Foodwatch avait déposé cet automne deux plaintes avec constitution de partie civile contre les pratiques de Nestlé Waters (Perrier, Hépar, Contrex, Vittel), filiale du géant suisse, et celles du groupe Sources Alma, leader en France des eaux minérales et de source (Cristaline, St-Yorre, Vichy Célestins, etc.).

De nombreuses infractions étaient visées, dont la tromperie et les pratiques commerciales trompeuses, dans la plainte déposée par Me François Lafforgue. Ces informations judiciaires sont «une excellente nouvelle», a réagi Karine Jacquemart, directrice générale de Foodwatch, qui espère «casser le climat d’impunité et que la justice fasse toute la lumière sur les responsabilités de Nestlé Waters et Sources Alma mais aussi sur le rôle des autorités publiques et particulièrement du gouvernement».

Début février, Radio France et Le Monde ont publié des éléments accusant la présidence et les services du Premier ministre d’avoir cédé au lobbying de Nestlé. Dès novembre 2022, Médiacités avait indiqué que la répression des fraudes enquêtait sur «l’adjonction dissimulée de gaz carbonique industriel et d’une substance chimique interdite» dans des eaux de sources Alma.

Début 2024, visé à son tour par des révélations de Radio France et du Monde, Nestlé Waters avait reconnu avoir eu recours par le passé à des traitements interdits (filtres au charbon, UV) qu’il dit avoir depuis retirés, et avait indiqué en avoir avisé le gouvernement français en 2021. Après cette alerte et sans toutefois ébruiter l’affaire ni informer les consommateurs, les autorités avaient ensuite permis aux industriels d’utiliser des microfiltres avec un seuil de filtration inférieur à 0,8 micron, qui fait depuis 2001 office de jurisprudence, faute de précision dans la réglementation européenne.

Nestlé a aujourd’hui toujours recours à des systèmes de microfiltration à 0,2 micromètre, soulignant qu’ils ont été approuvés par le gouvernement en 2023 dans le cadre d’un plan de transformation soumis aux autorités. «Toutes nos eaux aujourd’hui sont pures à la source», a aussi affirmé le 7 février Muriel Lieneau, directrice générale de Nestlé Waters.

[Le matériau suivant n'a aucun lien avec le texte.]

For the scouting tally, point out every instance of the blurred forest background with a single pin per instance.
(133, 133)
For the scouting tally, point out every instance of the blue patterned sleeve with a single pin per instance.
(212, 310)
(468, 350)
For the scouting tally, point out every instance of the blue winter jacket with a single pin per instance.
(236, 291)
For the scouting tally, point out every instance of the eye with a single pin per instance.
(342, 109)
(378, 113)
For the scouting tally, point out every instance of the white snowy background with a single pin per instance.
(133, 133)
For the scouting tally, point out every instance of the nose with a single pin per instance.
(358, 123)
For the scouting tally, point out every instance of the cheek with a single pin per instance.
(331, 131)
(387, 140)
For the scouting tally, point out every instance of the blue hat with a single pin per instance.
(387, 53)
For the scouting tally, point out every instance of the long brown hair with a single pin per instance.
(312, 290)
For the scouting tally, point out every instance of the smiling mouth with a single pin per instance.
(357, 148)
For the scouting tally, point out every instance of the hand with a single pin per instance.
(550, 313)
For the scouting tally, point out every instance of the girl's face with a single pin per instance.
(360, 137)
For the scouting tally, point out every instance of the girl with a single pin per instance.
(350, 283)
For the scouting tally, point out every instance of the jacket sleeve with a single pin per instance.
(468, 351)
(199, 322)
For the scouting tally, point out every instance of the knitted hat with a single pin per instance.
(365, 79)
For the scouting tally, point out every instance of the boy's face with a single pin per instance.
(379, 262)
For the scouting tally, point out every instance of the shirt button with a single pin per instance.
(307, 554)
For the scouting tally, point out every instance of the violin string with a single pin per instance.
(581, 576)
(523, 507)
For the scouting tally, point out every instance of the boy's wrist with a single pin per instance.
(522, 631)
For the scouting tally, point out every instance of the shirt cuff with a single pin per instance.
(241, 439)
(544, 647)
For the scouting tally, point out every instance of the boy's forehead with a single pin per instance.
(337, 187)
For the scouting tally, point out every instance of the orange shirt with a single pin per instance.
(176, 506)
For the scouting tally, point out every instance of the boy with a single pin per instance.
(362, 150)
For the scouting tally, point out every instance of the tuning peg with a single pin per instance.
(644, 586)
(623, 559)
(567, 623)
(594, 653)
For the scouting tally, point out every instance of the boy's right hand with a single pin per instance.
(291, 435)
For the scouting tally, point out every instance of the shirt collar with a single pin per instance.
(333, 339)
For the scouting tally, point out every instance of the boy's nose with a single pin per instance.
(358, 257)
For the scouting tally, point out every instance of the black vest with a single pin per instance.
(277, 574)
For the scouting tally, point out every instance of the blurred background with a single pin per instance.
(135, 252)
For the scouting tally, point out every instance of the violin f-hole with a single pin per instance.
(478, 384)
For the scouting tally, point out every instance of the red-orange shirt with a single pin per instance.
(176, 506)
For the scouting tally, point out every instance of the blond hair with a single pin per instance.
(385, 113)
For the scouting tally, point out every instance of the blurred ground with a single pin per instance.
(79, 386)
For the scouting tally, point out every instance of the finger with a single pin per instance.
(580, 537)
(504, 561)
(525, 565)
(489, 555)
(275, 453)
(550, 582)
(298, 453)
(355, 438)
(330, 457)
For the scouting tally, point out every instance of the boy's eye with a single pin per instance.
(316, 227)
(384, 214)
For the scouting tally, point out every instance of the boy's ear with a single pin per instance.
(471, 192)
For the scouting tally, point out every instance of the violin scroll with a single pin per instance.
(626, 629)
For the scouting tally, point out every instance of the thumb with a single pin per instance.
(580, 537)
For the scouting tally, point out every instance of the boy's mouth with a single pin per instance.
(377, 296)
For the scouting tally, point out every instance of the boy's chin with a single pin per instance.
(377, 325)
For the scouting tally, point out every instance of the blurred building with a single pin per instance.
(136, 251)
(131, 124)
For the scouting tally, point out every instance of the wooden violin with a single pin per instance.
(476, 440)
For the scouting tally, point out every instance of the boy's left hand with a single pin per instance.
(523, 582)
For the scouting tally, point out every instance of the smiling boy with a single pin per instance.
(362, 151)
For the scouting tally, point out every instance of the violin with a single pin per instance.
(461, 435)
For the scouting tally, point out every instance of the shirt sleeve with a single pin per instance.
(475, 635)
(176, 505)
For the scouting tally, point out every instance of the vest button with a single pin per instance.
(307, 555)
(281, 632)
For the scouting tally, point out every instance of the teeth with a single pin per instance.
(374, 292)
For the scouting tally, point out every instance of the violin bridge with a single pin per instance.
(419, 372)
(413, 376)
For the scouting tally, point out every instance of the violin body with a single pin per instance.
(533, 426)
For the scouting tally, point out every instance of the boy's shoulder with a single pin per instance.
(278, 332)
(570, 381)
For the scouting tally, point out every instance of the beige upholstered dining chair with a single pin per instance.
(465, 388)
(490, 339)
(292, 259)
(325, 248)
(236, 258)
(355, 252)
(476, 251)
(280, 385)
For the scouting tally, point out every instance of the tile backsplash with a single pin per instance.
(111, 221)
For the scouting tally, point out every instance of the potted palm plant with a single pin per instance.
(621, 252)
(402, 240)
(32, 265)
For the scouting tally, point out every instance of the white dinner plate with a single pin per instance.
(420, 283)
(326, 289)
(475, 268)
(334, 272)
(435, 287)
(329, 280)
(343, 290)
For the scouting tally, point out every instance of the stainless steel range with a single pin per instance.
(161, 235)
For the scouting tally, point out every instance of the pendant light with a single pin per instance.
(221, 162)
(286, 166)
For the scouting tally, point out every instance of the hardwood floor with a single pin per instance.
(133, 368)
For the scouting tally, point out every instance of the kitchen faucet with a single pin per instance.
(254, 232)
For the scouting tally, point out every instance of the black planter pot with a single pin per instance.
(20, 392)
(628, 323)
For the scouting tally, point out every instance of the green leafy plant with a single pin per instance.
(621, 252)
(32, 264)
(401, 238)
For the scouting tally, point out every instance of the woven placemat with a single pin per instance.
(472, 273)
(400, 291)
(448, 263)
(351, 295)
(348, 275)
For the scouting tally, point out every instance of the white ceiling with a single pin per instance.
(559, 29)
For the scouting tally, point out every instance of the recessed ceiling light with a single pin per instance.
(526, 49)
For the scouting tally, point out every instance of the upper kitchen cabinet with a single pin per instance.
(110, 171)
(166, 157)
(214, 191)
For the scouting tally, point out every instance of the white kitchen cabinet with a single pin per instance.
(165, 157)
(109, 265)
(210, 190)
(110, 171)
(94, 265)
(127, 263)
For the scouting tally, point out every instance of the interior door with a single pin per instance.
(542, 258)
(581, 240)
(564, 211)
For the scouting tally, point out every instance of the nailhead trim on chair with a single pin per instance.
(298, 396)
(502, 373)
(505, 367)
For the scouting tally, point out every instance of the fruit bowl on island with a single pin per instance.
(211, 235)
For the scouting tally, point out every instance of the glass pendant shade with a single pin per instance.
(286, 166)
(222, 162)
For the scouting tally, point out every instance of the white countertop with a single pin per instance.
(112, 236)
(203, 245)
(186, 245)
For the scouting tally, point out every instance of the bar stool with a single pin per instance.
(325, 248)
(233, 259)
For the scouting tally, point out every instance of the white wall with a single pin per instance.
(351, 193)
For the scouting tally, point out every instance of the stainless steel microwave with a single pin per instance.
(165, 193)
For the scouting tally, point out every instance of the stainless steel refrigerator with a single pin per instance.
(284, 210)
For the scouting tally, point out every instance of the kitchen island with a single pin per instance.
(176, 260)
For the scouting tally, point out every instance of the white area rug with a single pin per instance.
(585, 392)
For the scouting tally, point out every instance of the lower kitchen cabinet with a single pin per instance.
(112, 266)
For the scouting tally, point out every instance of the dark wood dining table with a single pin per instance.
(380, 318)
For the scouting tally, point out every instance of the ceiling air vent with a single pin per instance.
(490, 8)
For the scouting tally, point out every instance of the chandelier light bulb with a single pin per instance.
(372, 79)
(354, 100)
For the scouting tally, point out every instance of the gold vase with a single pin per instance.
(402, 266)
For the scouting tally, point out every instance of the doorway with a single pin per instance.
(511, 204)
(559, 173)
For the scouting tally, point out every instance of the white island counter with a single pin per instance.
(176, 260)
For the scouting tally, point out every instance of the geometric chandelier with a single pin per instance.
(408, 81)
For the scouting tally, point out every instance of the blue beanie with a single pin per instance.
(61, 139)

Dans une procédure visant spécifiquement ses eaux vosgiennes pour utilisation de traitements non autorisés sur les eaux minérales et exploitation de forages sans autorisation, Nestlé Waters a déjà payé en septembre à Epinal une amende de deux millions d’euros pour échapper à un procès.

Foodwatch avait jugé le montant dérisoire. Alors qu’un principe judiciaire fondamental est qu’on ne peut être jugé deux fois pour les mêmes faits, le parquet de Paris a indiqué que le juge «étudierait dans le cadre de l’information judiciaire» les effets de cette amende payée par Nestlé, «susceptible de porter sur une partie des faits» relevant de la saisine du juge. La question pourrait aussi se poser pour le groupe Alma, visé par une procédure au parquet de Cusset (Allier).

Les révélations de presse avaient conduit le Sénat à lancer en novembre une commission d’enquête, tandis qu’un premier rapport sénatorial divulgué un mois plus tôt pointait déjà l’«opacité» des pouvoirs publics et des industriels dans ce dossier.